Speaking at the 2018 SSAWW Conference

I recently spoke at the 2018 Society of American Women Writers (SSAWW) Triennial Conference in Denver, Colorado, where I presented part of a dissertation chapter that I am writing on nineteenth-century Transcendentalist reformer and writer Elizabeth Palmer Peabody. I was also invited to participate in a roundtable on Louisa May Alcott and the public humanities, in which I spoke about an exhibit that I am curating for the UCLA Library celebrating the 150th anniversary of the publication of Little Women.

“The Aesthetic Vision of Elizabeth Palmer Peabody” was presented as part of the panel, “Recovering Nineteenth-Century Women Writers: New Readings.” My paper comes from my dissertation on “affective Transcendentalism” which reexamines Transcendentalism as both a religious and a literary movement within Unitarianism in the early nineteenth century. This includes reasserting what Phyllis Cole and Jana Argersinger have called the “female genealogy of Transcendentalism”—specifically the contributions of writers such as Peabody. My dissertation chapter on Peabody, a recovery of what I call her “aesthetic vision,” discusses how her idea of aesthetics shapes her own Transcendentalist view of history and social progress. Unlike the writings of Margaret Fuller and Ralph Waldo Emerson, comparatively little had been said about Peabody’s writings despite her status as a major figure in the Transcendentalist movement. The most neglected of all of Peabody’s writings is perhaps her most provocative, most personal, and most imaginative, a piece simply titled “A Vision.” Most critics have dismissed this mystical mediation as vague and idiosyncratic. But what generations of Transcendentalist scholars have failed to see is her allusions to the work of Dante—an important literary model for both Fuller and Emerson, with whom Peabody engages in a dialogue that challenges their Transcendental ideas.

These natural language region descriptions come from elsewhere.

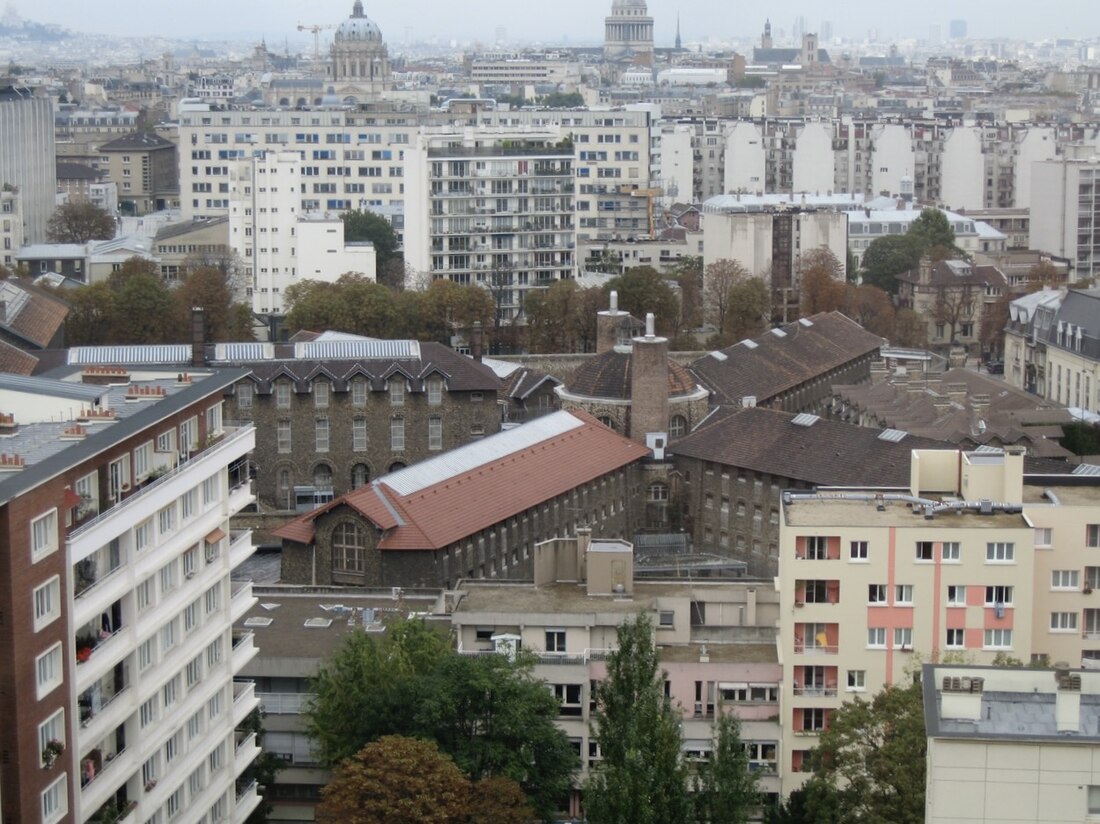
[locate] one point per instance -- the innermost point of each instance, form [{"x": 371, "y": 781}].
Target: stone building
[
  {"x": 476, "y": 512},
  {"x": 337, "y": 412}
]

I also had the honor of being invited to speak as part of the Louisa May Alcott Society’s roundtable, “’Reforms of All Kinds’: Louisa May Alcott and the Public Humanities.” This was one of several highlighted sessions in the program and was chaired by Sandra Harbert Petrulionis and Daniel Shealy. For my part, I spoke about an exhibit celebrating the 150th anniversary of Little Women which I have organized for the UCLA Library. The exhibit features six display cases of original publications, historical documents, and other materials that tell us the story of Louisa May Alcott and her novel about the March Sisters. The exhibit’s themes include: Alcott and woman’s rights; Alcott and reform movements; Little Women’s cultural legacy; and the influence of Little Women, featuring some of the many women writers and leaders who have been inspired by the novel, such as Ursula K LeGuin, Hillary Rodham Clinton, Ann Petry, Sonia Sanchez, and Patti Smith.